Une assertion qui fait bondir le directeur de la publication du Daily Sentinel, Jay Seaton. Ce dernier prend la plume, le 13 février, pour rétablir certaines vérités. « Le sénateur fait de fausses déclarations », réplique-t-il, démontant point par point l'argumentaire de l'élu. « Le terme de fake news laisse entendre que nous mentons et vise tout simplement à nous discréditer », grince-t-il, soulignant que « c'est le rôle des journaux de demander des comptes aux dirigeants politiques ».

« Les mots ont un sens, poursuit-il, et le sénateur Scott nous diffame. (...) C'est pourquoi, pour reprendre une phrase souvent utilisée par un autre abonné célèbre de Twitter (Donald Trump, NDLR), je lui dis : Rendez-vous devant les tribunaux. »

Une saisine de la justice à... double tranchant

Si action en justice il devait y avoir, ce serait la première fois que des magistrats auraient à examiner ce que recouvre réellement le concept de « fake news ». « Nous voyons bien que ce terme fait florès dans le discours de certains politiciens dans le but de délégitimer des institutions des médias comme le New York Times, le Washington Post ou encore CNN », expose l'avocat spécialisé en droit de la presse Steven Zansberg. Ce juriste espère que les tribunaux dissuaderont les élus de recourir à ce terme...

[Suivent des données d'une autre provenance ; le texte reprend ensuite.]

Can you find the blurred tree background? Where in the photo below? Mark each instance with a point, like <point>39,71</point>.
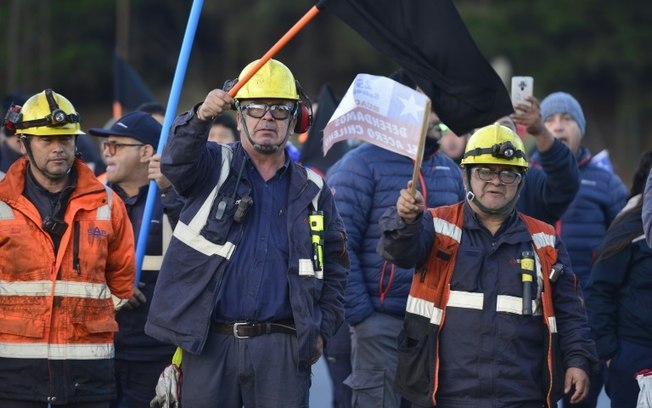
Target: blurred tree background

Reste que les avis sont partagés sur l'utilité de porter cette affaire devant la justice. George Freeman, directeur général du Centre d'information sur le droit de la presse (Media Law Resource Center), basé à New York, confie ainsi qu'une telle action pourrait avoir un effet « boomerang » désastreux si la décision des magistrats n'était, finalement, pas conforme à ce qu'espère le Daily Sentinel. « Une fois que les choses seront figées par la jurisprudence, cela pourra être négatif pour la liberté d'informer », souligne cet ancien conseiller juridique du New York Times. Jay Seaton a donc pris le temps de consulter plusieurs avocats avant de déposer une plainte. Il se donne jusqu'au 28 février pour saisir les tribunaux au nom du premier amendement de la Constitution américaine qui garantit la liberté de la presse.